Garret Albers

Garret Albers, Social Studies Teacher, High School

Many of you reading this article are old enough to remember the cinematic classic “War Games” featuring a young Matthew Broderick playing a computer savvy teen who inadvertently hacks a U.S. Military supercomputer and nearly kicks off the nuclear exchange of WWIII. Disaster is averted by telling the supercomputer to simulate Tic Tac Toe. Having played an unwinnable game, the computer comes to the conclusion of most foreign policy experts: the costs of a nuclear exchange are far too high.

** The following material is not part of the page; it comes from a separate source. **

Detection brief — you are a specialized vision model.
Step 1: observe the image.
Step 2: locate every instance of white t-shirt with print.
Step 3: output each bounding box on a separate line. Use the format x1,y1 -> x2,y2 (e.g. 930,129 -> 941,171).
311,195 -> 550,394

This analogy serves our students as an introduction to deterrence theory and the thermonuclear revolution. Simply put, attitudes toward war changed drastically in the aftermath of the successful development of fusion bomb weapons typically referred to as the “super” or thermonuclear weapons. These bombs are significantly more efficient and destructive than the fission bombs dropped on Hiroshima and Nagasaki in August of 1945. Students continue on in their understanding of basic deterrence theory by analyzing primary source material from President Eisenhower, Joseph Stalin, and Mao Zedong, among others. Their instruction is capped with an in-class simulation that requires the students to solve international disputes, gain economic and military influence, and advance their own interests all while remaining below the nuclear threshold.

Understanding the proverbial mushroom cloud looming over foreign policy decisions is our first step in gaining insight into US Cold War policy and other foreign policy decisions in the modern age. Let us hope that our students remember these lessons if they are ever to hold public office.